Since the beginning of 1995, a number of other collaborative research projects similarly based on a close partnership of academic and community research interests were developed. The projects reflected FREDA’s ongoing commitment to empowering community groups, e.g., the Vancouver Lesbian Connection, the Philippine Women Centre, the Downtown Eastside Women’s Centre, Carnegie Centre, the Laichwiltach Family Life Society, the Association of First Nations Women, Women Against Violence Against Women (WAVAW), the Vancouver Association of Women and the Law (VAWL), and others to identify their own priorities and to develop sound research plans.

GoGirls Group – FREDA previously sponsored the GoGirls Group – a facilitated ethnically diverse group which focused on skills development and fun. GoGirls members not only served as research consultants, but were taught how to undertake participatory action research themselves, by interviewing young women in other provinces about their lives. This was completed for FREDA’s Status of Women study on girls and their experiences.

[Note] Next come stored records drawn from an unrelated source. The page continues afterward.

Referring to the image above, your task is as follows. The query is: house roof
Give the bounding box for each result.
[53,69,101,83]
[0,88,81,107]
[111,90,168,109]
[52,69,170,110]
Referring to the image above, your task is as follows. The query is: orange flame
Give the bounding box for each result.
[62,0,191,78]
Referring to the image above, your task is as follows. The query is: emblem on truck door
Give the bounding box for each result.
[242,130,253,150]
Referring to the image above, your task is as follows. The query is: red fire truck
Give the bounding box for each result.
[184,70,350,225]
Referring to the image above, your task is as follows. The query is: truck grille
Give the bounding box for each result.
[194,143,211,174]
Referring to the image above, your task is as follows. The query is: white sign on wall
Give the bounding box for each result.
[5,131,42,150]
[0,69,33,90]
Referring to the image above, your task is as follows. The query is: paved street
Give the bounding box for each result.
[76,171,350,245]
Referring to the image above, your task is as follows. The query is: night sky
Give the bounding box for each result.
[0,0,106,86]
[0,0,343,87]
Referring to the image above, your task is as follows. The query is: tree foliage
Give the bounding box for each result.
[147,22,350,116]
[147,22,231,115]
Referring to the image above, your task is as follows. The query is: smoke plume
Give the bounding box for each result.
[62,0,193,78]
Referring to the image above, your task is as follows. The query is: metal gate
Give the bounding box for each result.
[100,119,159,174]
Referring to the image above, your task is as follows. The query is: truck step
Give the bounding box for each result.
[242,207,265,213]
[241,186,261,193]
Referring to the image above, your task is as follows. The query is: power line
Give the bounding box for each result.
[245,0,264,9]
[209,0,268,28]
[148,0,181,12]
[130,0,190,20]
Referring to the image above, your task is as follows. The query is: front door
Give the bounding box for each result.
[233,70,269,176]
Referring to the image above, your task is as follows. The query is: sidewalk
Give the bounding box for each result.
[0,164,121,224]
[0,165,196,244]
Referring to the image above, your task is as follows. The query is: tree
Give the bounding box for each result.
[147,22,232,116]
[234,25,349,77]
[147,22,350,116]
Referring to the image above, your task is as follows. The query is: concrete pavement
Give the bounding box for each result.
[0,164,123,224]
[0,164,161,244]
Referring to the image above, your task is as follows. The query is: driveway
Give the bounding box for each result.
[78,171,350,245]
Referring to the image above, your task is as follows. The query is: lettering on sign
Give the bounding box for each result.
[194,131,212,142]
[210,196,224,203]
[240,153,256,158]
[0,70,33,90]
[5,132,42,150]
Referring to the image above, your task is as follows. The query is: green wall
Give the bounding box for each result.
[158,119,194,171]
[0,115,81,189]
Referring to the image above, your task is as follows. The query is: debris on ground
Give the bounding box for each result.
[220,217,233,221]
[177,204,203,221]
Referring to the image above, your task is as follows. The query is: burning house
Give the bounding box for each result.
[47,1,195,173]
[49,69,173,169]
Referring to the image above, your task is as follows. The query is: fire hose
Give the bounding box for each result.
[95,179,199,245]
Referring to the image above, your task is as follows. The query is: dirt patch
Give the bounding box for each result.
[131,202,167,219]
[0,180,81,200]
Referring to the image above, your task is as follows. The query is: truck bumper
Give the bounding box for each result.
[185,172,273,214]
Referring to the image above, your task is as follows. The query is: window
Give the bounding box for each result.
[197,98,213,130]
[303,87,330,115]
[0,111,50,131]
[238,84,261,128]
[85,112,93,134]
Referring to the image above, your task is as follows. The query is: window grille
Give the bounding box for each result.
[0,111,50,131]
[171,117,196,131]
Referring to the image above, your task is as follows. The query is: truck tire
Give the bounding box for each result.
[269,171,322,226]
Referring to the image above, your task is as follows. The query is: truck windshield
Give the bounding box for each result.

The Girlz Group – FREDA, along with an SFU Psychology faculty member, sponsored the Girlz Group, which was made up of urban Indigenous young women, who were often single mothers, not attending school. The program focused on skills development, such as assistance in writing CVs. They also produced two videos on topics of their own choice and presented their stories at conferences. Visitors were occasionally invited into the culturally sensitive gatherings. On one occasion, for example, the BC Representative for Children and Youth attended. A sub-group of Girlz Group was made up of only the single mothers who would occasionally meet separately, with a woman Elder providing childcare.

Management

As previously mentioned, with the dissolution of the original consortium, the ongoing partners regrouped and reorganized the Centre. Core areas for research were identified as: education, assessment of needs, and evaluation of intervention strategies. For each research project, policy implications are highlighted and brought to the attention of relevant policy makers. A steering committee with equal representation from community and academic interests was created to set policy directions and coordinate activities. In order to realize the Centre’s goals, other community partners were identified and asked to join the steering committee. FREDA’s Advisory Committee previously consisted of academic representation from the School of Criminology at Simon Fraser University, as well as the School of Nursing and the Centre for Research in Women’s Studies and Gender Relations, both at the University of British Columbia. Community and front-line representation consisted of members from the following organizations: Aboriginal Women’s Action Network (AWAN); BC Coalition to Eliminate Abuse of Seniors (BCCEAS); BC Institute Against Family Violence (BCIFV); National Action Committee on the Status of Women (NAC) Regional Committee; Stepping Stone Vision Society; Westcoast Legal Education Action Fund (LEAF); and Women against Violence Against Women (now WAVAW Rape Crisis Centre). In 2020, the FREDA Centre re-established an Advisory Committee of academic and community representatives to guide its work.

Additional resources in terms of space, technical and audio-visual support through Simon Fraser University’s downtown Vancouver campus have substantially increased the Centre’s ability to develop outreach programs. As well, the downtown location serves to make the Centre more accessible and visible to service agencies, and women’s organizations.